CHICAGO (CBS) — With the list of Chicago bars and restaurants permanently closing growing, a few that are still open are also hanging by a thread.
The reason is how long it’s taking the city to process their permit to serve customers outside.
On Wednesday, CBS 2’s Tara Molina asked city officials what is taking so long, why more isn’t being done to help local businesses struggling.
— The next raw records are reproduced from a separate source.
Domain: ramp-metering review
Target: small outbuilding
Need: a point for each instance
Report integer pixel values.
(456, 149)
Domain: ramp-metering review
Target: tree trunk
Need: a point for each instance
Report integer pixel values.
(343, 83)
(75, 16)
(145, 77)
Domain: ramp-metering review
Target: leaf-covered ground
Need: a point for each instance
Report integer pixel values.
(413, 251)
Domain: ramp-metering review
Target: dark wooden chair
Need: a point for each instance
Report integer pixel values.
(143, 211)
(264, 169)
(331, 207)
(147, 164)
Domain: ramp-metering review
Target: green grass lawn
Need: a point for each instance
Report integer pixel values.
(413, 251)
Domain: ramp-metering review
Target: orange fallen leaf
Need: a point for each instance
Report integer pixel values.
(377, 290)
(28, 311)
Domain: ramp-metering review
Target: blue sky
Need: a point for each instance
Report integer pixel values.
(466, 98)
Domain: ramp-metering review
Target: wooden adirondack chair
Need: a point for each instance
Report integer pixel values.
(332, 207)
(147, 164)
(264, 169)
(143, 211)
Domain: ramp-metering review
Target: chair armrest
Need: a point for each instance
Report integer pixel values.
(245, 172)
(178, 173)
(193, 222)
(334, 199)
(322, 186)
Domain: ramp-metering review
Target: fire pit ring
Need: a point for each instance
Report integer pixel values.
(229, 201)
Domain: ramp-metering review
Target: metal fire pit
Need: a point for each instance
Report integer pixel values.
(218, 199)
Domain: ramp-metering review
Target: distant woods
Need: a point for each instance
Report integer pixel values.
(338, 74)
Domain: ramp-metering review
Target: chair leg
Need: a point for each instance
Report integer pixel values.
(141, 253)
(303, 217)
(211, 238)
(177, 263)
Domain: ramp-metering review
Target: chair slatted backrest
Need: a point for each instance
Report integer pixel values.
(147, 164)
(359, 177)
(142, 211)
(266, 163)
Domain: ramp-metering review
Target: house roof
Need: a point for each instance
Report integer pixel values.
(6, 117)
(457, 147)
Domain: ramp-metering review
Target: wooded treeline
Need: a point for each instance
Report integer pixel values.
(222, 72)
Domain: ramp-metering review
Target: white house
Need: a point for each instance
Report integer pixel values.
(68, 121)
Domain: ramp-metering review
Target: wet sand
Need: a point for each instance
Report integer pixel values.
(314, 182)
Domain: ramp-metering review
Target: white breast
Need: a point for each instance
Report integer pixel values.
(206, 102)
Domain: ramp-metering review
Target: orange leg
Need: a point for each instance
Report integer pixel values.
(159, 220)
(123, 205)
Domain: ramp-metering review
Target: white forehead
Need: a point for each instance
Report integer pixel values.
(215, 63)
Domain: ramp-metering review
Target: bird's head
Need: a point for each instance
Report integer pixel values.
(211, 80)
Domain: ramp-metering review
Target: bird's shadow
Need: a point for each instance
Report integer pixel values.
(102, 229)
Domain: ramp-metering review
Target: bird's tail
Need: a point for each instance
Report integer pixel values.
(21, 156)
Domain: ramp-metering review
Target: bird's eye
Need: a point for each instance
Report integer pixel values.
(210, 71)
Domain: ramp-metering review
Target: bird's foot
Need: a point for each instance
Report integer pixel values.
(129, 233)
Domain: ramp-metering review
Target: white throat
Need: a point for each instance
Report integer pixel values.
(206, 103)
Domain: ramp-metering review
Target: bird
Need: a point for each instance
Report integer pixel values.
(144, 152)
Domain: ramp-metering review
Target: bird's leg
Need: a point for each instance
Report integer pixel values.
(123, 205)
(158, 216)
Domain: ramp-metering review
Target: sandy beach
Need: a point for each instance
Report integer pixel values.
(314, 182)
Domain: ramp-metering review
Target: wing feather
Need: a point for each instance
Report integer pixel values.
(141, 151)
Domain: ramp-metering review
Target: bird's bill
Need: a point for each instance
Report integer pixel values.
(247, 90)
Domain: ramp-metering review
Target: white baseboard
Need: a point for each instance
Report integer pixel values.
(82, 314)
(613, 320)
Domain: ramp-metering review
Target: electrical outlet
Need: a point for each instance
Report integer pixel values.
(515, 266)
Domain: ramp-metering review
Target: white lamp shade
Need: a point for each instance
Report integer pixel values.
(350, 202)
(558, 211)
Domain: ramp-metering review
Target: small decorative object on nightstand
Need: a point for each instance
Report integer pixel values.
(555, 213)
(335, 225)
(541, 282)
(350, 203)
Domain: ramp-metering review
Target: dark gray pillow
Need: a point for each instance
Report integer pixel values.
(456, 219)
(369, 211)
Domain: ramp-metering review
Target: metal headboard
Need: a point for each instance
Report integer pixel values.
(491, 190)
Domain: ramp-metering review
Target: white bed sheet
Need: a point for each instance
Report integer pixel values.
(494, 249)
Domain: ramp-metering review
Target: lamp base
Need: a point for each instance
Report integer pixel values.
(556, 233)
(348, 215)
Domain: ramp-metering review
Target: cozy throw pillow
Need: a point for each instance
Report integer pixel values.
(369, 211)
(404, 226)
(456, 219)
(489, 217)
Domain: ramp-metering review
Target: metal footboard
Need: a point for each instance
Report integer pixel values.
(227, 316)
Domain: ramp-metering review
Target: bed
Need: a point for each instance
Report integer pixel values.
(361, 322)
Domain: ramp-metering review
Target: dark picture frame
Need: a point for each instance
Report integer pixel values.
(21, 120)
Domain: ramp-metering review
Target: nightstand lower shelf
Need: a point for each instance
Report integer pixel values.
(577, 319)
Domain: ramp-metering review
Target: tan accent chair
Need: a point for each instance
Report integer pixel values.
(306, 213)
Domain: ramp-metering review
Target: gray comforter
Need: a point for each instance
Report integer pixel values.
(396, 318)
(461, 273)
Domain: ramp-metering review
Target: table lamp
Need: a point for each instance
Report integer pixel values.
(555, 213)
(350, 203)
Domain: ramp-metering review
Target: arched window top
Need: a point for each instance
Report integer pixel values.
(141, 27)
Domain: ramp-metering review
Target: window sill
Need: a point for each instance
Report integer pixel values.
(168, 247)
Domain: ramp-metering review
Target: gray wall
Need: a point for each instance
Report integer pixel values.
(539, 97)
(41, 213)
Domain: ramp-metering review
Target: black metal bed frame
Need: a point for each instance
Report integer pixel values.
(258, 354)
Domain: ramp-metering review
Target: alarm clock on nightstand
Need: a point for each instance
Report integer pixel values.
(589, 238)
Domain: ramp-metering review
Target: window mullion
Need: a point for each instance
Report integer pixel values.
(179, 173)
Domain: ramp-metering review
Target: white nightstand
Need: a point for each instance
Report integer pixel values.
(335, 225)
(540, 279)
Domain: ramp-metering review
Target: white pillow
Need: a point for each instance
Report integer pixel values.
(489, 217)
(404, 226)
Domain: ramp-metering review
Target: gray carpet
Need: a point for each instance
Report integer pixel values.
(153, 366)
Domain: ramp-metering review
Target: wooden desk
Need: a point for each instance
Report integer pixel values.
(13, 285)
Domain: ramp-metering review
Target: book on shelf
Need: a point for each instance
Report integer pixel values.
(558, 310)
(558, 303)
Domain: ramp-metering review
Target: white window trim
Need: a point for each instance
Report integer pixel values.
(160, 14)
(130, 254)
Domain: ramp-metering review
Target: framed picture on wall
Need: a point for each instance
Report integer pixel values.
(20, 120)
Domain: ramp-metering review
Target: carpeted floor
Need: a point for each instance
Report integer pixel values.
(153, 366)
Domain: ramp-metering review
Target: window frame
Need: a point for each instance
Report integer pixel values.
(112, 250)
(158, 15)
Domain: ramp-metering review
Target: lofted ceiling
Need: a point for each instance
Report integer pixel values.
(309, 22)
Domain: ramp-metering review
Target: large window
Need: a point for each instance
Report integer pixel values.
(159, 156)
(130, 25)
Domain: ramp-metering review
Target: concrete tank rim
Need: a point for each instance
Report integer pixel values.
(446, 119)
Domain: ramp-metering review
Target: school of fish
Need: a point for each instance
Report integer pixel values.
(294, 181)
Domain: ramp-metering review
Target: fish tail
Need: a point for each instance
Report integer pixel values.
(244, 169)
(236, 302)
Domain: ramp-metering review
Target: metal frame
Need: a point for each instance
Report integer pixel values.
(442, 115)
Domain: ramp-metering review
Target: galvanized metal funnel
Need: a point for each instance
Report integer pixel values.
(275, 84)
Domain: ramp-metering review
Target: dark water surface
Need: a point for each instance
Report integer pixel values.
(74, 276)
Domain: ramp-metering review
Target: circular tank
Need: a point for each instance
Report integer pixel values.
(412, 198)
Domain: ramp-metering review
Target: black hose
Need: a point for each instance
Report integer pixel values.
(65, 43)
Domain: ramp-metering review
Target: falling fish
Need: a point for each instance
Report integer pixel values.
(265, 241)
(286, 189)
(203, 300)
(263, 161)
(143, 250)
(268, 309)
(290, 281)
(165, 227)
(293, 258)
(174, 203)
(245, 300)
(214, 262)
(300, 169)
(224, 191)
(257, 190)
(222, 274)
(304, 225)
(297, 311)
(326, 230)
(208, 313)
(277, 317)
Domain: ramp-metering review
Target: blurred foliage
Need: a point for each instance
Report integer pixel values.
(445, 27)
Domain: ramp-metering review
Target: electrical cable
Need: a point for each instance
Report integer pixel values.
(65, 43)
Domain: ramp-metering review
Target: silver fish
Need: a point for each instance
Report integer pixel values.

Beermiscuous, at 2812 N. Lincoln Ave. near the six-way intersection with Racine Avenue and Diversey Parkway in Lakeview, has plenty of space inside for social distancing. But they don’t have a kitchen, so they can’t use it.
And when it comes to outdoor space so they can serve customers again, the city has left them waiting and waiting. The bar’s owners applied for the permit to put tables on the sidewalk more than six weeks ago.
“We feel like we are being punished,” said Beermiscuous co-owner Austin Harvey.
At this point in mid-September, there are only so many outdoor drinking weeks left – making the empty sidewalk on Lincoln Avenue just that much tougher to stomach.
“From what we’ve seen so far, I don’t feel the city understands how dire it is for businesses,” Harvey said.
Harvey said the bar relies totally on to-go orders and virtual tips.
With business down to less than 40 percent of what it was, he said, “it’s difficult.”
And even the to-go business has been tough. You can order a drink at a restaurant until 11 p.m., but you can’t buy a beer to go at Beermiscuous after 9 p.m.
“We’ve even paid the fee,” Harvey said.
CBS 2 reached out to Mayor Lori Lightfoot’s office and the city’s Department of Business Affairs and Consumer Protection, following-up on requests made early this summer when the city claimed to be expediting the permit process.
BACP said it has been working with the business community to expand opportunities and make it easier to operate outdoors. They include new sidewalk café opportunities that have reduced the fee for restaurants to receive a sidewalk permit, expedited the permit process so that permits are now approved within one to two days of application when it sometimes used to be more than 30 days, and expanded sidewalk café boundaries.
BACP also noted it has created an expanded outdoor dining program that provides options for outdoor dining and drinking restaurants and bars that did not used to be allowed. The program launched on June 1, and expanded in July so bars and taverns that do not serve food could operate on the sidewalk in front of their establishments.
“This is a new program created specifically to supplement outdoor options during COVID-19, and we have created processes that involve rapid review by various City Departments to ensure safe and responsible operation,” BACP said. “While some permits applications have raised public safety concerns or been submitted with missing pieces, we issue the majority of permits within 10 days of a completed application.”
With specific regard to Beermiscuous, BACP said its permit application included owner information that did match what it appeared on its city or state license, and said that issue had to be resolved. BACP said it has been working with Beermiscuous to get the issue resolved as quickly as possible.
But Harvey said they fixed the issue with the application more than 10 days ago and still have not heard back from the city.